Burgner David P, Cooper Matthew N, Moore Hannah C, Stanley Fiona J, Thompson Peter L, de Klerk Nicholas H, Carter Kim W
Murdoch Childrens Research Institute, Royal Children's Hospital, Parkville, Victoria, Australia; School of Paediatrics and Child Health, University of Western Australia, Crawley, Western Australia, Australia; Department of Paediatrics, University of Melbourne, Parkville, Victoria, Australia; Department of Paediatrics, Monash University, Clayton, Victoria, Australia.
Division of Population Sciences, Telethon Kids Institute, University of Western Australia, Subiaco, Western Australia, Australia.
PLoS One. 2015 May 4;10(5):e0125342. doi: 10.1371/journal.pone.0125342. eCollection 2015.

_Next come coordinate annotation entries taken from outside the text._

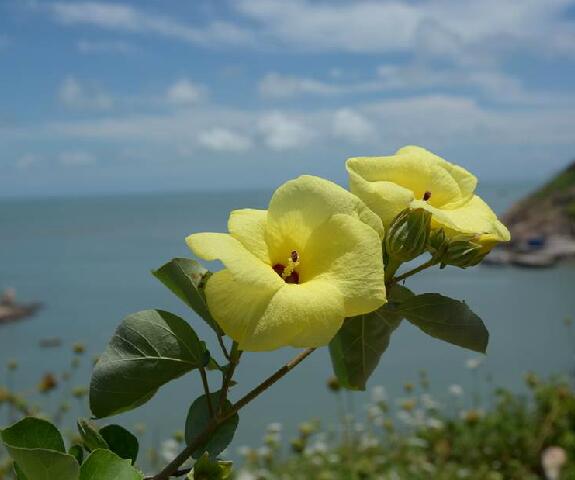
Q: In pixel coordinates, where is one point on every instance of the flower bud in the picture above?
(408, 235)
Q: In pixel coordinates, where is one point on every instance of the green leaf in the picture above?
(19, 473)
(357, 347)
(38, 448)
(446, 319)
(77, 452)
(106, 465)
(121, 442)
(90, 437)
(207, 469)
(186, 279)
(149, 349)
(199, 417)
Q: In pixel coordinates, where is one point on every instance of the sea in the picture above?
(88, 260)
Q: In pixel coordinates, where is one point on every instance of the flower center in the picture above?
(287, 272)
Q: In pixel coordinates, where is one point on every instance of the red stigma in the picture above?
(292, 278)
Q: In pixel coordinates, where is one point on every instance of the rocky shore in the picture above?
(542, 225)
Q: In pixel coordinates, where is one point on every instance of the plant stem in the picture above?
(223, 347)
(197, 442)
(390, 270)
(430, 263)
(235, 355)
(206, 386)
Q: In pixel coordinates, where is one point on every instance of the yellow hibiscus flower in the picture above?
(416, 178)
(295, 271)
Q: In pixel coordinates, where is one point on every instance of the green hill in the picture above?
(548, 212)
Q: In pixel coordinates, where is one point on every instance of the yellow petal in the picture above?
(347, 253)
(475, 217)
(301, 205)
(241, 263)
(386, 199)
(388, 184)
(466, 181)
(249, 227)
(236, 305)
(307, 315)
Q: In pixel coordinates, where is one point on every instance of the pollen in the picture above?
(288, 271)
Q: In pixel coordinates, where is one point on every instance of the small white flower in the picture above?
(416, 442)
(378, 394)
(455, 390)
(429, 403)
(553, 459)
(435, 423)
(405, 417)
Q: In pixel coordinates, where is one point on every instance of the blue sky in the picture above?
(188, 95)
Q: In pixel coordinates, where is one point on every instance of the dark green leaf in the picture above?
(149, 349)
(208, 469)
(185, 278)
(446, 319)
(38, 448)
(90, 437)
(19, 473)
(77, 452)
(106, 465)
(199, 417)
(121, 442)
(356, 349)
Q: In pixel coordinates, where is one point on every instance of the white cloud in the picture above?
(484, 82)
(353, 126)
(122, 17)
(76, 159)
(281, 132)
(369, 26)
(77, 95)
(27, 160)
(96, 47)
(224, 140)
(274, 85)
(185, 92)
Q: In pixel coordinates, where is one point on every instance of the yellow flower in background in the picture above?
(295, 271)
(416, 178)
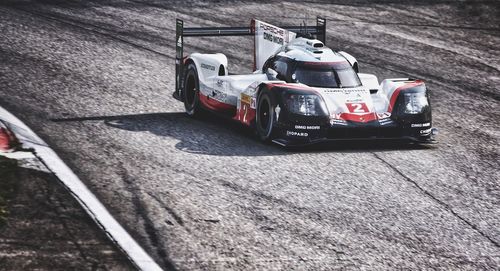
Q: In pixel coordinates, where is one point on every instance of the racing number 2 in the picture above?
(357, 107)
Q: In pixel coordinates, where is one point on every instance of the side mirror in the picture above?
(271, 74)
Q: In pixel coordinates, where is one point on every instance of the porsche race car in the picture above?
(301, 92)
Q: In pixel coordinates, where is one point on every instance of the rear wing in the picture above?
(319, 31)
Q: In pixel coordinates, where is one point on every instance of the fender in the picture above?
(209, 65)
(351, 60)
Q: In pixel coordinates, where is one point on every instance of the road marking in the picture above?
(81, 193)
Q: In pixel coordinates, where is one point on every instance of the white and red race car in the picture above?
(301, 92)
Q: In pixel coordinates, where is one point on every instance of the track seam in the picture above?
(440, 202)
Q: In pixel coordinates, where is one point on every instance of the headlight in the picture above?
(415, 102)
(306, 104)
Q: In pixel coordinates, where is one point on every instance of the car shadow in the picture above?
(213, 135)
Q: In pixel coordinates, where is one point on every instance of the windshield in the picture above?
(326, 75)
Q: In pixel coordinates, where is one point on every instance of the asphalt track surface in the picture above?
(94, 79)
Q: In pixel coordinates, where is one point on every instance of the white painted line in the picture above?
(89, 202)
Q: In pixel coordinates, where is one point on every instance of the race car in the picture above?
(301, 92)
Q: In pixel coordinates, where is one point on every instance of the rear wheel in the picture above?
(265, 116)
(191, 93)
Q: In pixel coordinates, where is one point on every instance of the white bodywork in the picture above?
(234, 90)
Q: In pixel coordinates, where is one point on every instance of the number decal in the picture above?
(357, 107)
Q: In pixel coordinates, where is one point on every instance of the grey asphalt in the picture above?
(94, 79)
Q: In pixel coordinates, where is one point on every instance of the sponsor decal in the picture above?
(427, 124)
(246, 98)
(384, 115)
(207, 66)
(357, 107)
(277, 110)
(338, 122)
(272, 38)
(304, 127)
(219, 83)
(385, 121)
(295, 133)
(426, 131)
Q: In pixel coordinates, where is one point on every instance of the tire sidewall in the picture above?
(265, 134)
(191, 108)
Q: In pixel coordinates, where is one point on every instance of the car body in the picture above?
(302, 92)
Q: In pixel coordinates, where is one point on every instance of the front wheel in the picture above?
(265, 117)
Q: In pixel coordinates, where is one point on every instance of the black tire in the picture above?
(265, 117)
(191, 91)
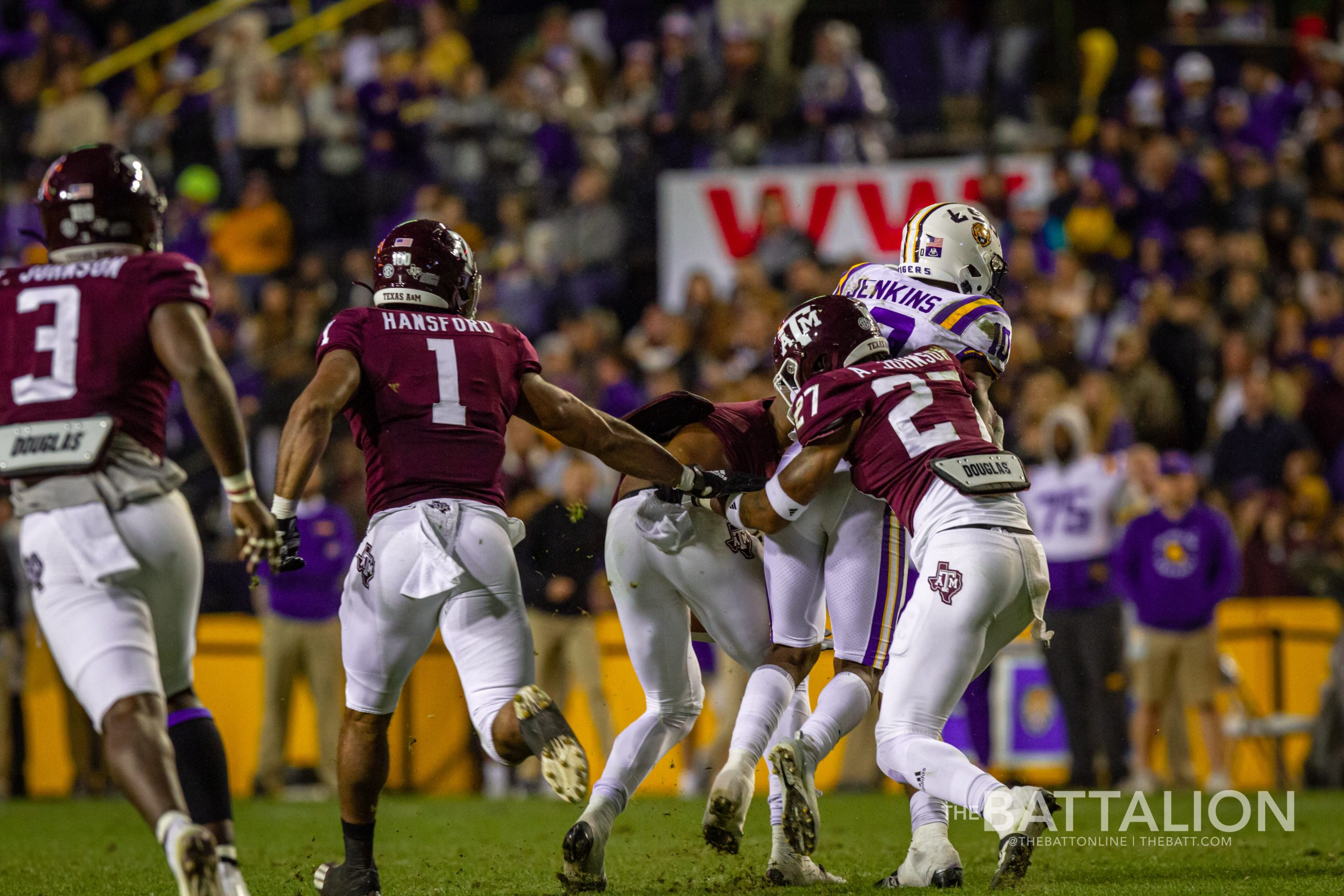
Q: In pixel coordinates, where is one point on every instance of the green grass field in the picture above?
(476, 847)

Pathogen-specific and overall infection burden may contribute to atherosclerosis and cardiovascular disease (CVD), but the effect of infection severity and timing is unknown. We investigated whether childhood infection-related hospitalisation (IRH, a marker of severity) was associated with subsequent adult CVD hospitalisation.
Using longitudinal population-based statutorily-collected administrative health data from Western Australia (1970-2009), we identified adults hospitalised with CVD (ischaemic heart disease, ischaemic stroke, and peripheral vascular disease) and matched them (10:1) to population controls. We used Cox regression to assess relationships between number and type of childhood IRH and adulthood CVD hospitalisation, adjusting for sex, age, Indigenous status, socioeconomic status, and birth weight.

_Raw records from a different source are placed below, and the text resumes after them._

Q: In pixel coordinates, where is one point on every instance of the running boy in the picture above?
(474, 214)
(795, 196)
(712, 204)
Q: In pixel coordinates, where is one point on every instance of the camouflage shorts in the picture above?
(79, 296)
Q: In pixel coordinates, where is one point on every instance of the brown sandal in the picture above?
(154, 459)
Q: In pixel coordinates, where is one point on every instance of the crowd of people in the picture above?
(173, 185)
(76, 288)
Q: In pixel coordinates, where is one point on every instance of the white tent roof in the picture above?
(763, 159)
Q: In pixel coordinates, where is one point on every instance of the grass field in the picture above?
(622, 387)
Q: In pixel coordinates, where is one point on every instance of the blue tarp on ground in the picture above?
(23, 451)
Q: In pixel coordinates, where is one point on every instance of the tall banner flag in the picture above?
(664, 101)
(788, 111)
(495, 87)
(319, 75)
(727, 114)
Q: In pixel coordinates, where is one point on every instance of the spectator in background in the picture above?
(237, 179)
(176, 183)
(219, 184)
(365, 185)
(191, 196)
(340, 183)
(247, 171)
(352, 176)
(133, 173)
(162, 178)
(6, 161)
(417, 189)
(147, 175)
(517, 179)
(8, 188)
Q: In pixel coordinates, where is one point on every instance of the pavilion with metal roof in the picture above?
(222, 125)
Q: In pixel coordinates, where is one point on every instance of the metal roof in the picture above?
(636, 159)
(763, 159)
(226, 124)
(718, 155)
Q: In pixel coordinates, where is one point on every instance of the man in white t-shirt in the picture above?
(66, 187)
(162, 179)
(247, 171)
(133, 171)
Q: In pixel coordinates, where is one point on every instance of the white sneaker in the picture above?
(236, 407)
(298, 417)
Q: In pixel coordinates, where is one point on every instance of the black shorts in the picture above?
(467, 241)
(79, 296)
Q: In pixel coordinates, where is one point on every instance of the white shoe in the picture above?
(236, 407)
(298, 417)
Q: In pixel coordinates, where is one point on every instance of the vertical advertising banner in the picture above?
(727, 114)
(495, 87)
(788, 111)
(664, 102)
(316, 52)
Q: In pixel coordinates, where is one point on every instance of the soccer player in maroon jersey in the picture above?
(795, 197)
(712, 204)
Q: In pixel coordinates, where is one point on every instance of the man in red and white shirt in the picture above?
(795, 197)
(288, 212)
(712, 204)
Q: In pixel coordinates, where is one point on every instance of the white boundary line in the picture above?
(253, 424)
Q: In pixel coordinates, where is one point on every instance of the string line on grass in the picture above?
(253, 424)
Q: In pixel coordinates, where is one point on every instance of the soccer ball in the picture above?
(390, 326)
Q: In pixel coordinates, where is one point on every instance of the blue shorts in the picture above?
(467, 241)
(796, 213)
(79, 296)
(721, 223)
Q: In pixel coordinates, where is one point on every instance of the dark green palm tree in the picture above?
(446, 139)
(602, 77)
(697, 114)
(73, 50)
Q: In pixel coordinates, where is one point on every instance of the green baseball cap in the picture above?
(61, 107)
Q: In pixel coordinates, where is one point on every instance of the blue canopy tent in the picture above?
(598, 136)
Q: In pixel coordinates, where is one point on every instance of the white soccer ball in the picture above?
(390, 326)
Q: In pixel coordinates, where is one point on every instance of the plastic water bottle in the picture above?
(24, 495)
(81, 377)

631 subjects with CVD-related hospitalisation in adulthood (≥ 18 years) were matched with 6310 controls. One or more childhood (< 18 years) IRH was predictive of adult CVD-related hospitalisation (adjusted hazard ratio, 1.3; 95% CI 1.1-1.6; P < 0.001). The association showed a dose-response; ≥ 3 childhood IRH was associated with a 2.2 times increased risk of CVD-related hospitalisation in adulthood (adjusted hazard ratio, 2.2; 95% CI 1.7-2.9; P < 0.001). The association was observed across all clinical diagnostic groups of infection (upper respiratory tract infection, lower respiratory tract infection, infectious gastroenteritis, urinary tract infection, skin and soft tissue infection, and other viral infection), and individually with CVD diagnostic categories (ischaemic heart disease, ischaemic stroke and peripheral vascular disease).

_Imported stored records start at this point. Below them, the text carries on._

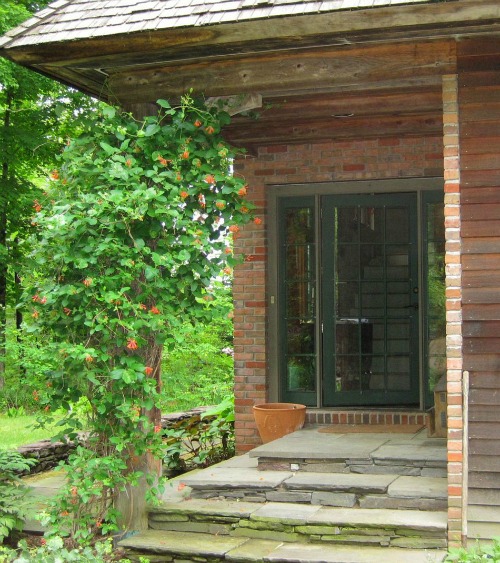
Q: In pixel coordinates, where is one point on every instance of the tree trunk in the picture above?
(131, 502)
(3, 242)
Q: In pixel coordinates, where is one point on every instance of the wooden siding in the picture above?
(479, 110)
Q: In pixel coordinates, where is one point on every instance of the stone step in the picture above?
(327, 489)
(161, 546)
(290, 522)
(310, 450)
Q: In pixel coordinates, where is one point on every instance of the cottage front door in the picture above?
(370, 300)
(356, 323)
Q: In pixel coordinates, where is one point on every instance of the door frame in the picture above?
(277, 191)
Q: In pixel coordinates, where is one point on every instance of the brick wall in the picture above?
(453, 308)
(307, 163)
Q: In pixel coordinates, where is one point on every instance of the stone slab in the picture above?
(227, 478)
(231, 509)
(381, 518)
(417, 487)
(312, 553)
(198, 527)
(289, 496)
(326, 498)
(382, 469)
(182, 543)
(252, 550)
(286, 513)
(311, 444)
(380, 501)
(339, 482)
(239, 462)
(394, 452)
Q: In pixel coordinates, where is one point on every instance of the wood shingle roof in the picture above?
(69, 20)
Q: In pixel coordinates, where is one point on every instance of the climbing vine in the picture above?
(132, 231)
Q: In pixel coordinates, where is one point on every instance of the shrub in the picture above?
(200, 441)
(476, 553)
(54, 551)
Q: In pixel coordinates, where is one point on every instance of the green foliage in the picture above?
(480, 551)
(83, 508)
(25, 373)
(132, 233)
(54, 551)
(13, 506)
(36, 117)
(201, 441)
(199, 369)
(18, 430)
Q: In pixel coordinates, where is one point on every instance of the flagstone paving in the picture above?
(295, 515)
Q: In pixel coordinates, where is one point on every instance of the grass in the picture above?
(18, 431)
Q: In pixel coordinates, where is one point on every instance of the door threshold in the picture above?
(366, 416)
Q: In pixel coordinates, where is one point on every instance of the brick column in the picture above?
(249, 296)
(453, 310)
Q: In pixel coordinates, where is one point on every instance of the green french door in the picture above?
(350, 302)
(370, 300)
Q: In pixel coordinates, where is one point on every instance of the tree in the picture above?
(36, 116)
(131, 234)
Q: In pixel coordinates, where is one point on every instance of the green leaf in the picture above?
(108, 148)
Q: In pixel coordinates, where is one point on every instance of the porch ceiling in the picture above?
(340, 75)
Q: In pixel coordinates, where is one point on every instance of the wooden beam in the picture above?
(381, 24)
(300, 130)
(301, 70)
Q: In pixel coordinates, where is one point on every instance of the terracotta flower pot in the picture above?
(275, 420)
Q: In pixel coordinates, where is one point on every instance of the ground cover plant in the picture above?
(132, 233)
(476, 553)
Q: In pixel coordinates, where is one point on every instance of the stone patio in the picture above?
(309, 497)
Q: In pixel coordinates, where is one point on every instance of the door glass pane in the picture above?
(299, 306)
(374, 303)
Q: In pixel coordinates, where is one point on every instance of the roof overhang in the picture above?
(137, 67)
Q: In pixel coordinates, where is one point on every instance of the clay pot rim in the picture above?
(279, 407)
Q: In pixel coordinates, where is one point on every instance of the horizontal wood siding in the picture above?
(479, 111)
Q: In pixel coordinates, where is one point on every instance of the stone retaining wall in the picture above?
(48, 454)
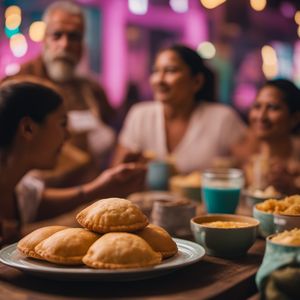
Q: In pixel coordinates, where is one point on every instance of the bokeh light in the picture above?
(138, 7)
(210, 4)
(258, 5)
(18, 45)
(206, 50)
(37, 31)
(270, 61)
(12, 10)
(179, 6)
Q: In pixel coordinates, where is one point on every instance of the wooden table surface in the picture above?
(210, 278)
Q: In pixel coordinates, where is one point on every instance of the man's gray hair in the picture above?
(66, 6)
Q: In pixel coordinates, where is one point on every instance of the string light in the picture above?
(258, 5)
(179, 6)
(270, 61)
(138, 7)
(210, 4)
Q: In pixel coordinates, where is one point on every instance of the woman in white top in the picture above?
(181, 122)
(32, 132)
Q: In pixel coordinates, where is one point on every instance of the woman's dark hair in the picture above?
(197, 66)
(290, 93)
(24, 99)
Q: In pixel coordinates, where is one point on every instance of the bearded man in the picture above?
(88, 108)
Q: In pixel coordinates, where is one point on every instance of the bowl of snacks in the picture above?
(225, 235)
(290, 218)
(254, 196)
(188, 186)
(277, 215)
(282, 254)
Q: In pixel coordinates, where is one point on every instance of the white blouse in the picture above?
(212, 129)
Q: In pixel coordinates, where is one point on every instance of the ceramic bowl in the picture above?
(266, 226)
(276, 256)
(252, 199)
(286, 222)
(224, 242)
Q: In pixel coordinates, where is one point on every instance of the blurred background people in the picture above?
(271, 154)
(182, 122)
(90, 114)
(33, 129)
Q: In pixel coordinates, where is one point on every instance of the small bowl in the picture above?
(266, 226)
(252, 200)
(286, 222)
(276, 256)
(224, 242)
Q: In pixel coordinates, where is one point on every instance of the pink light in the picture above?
(287, 9)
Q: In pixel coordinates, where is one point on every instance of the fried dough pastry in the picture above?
(121, 250)
(66, 247)
(27, 244)
(111, 215)
(159, 239)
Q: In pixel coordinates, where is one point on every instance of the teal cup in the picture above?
(221, 190)
(158, 175)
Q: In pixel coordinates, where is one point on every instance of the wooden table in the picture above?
(210, 278)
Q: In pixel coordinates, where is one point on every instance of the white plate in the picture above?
(188, 253)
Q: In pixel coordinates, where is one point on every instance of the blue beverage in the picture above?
(220, 199)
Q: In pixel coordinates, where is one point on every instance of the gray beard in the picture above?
(60, 70)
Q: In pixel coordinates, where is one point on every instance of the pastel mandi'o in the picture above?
(121, 250)
(67, 247)
(159, 239)
(111, 215)
(27, 244)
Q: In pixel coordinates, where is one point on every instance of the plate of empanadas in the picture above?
(115, 242)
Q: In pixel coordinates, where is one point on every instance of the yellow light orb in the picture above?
(210, 4)
(13, 21)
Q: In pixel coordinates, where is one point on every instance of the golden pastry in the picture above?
(66, 247)
(112, 214)
(159, 239)
(27, 244)
(121, 250)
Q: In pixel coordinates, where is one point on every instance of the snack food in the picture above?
(289, 205)
(112, 214)
(159, 240)
(226, 224)
(27, 244)
(121, 250)
(289, 238)
(66, 247)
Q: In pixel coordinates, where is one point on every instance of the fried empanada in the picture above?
(159, 239)
(111, 215)
(27, 244)
(121, 250)
(66, 247)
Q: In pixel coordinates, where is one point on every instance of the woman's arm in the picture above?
(114, 182)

Severe childhood infection is associated with CVD hospitalisations in adulthood in a dose-dependent manner, independent of population-level risk factors.
病原体特异性感染负担和总体感染负担可能会导致动脉粥样硬化和心血管疾病(CVD),但感染严重程度和时机的影响尚不清楚。我们调查了儿童期与感染相关的住院治疗(IRH,一种严重程度的标志物)是否与随后的成人CVD住院治疗有关。
利用基于西澳大利亚州纵向人口的法定收集行政健康数据(1970 - 2009年),我们确定了因CVD(缺血性心脏病、缺血性中风和外周血管疾病)住院的成年人,并将他们与人群对照以10:1的比例进行匹配。我们使用Cox回归来评估儿童期IRH的数量和类型与成年期CVD住院治疗之间的关系,并对性别、年龄、原住民身份、社会经济地位和出生体重进行了调整。
631名成年期(≥18岁)因CVD相关住院的受试者与6310名对照进行了匹配。一次或多次儿童期(<18岁)IRH可预测成人CVD相关住院治疗(调整后的风险比,1.3;95%置信区间1.1 - 1.6;P<0.001)。这种关联呈现剂量反应关系;≥3次儿童期IRH与成年期CVD相关住院风险增加2.2倍相关(调整后的风险比,2.2;95%置信区间1.7 - 2.9;P<0.001)。在所有感染临床诊断组(上呼吸道感染、下呼吸道感染、感染性肠胃炎、尿路感染、皮肤和软组织感染以及其他病毒感染)中均观察到这种关联,并且在CVD诊断类别(缺血性心脏病、缺血性中风和外周血管疾病)中单独观察到。
儿童期严重感染与成年期CVD住院治疗呈剂量依赖性相关,独立于人群水平的风险因素。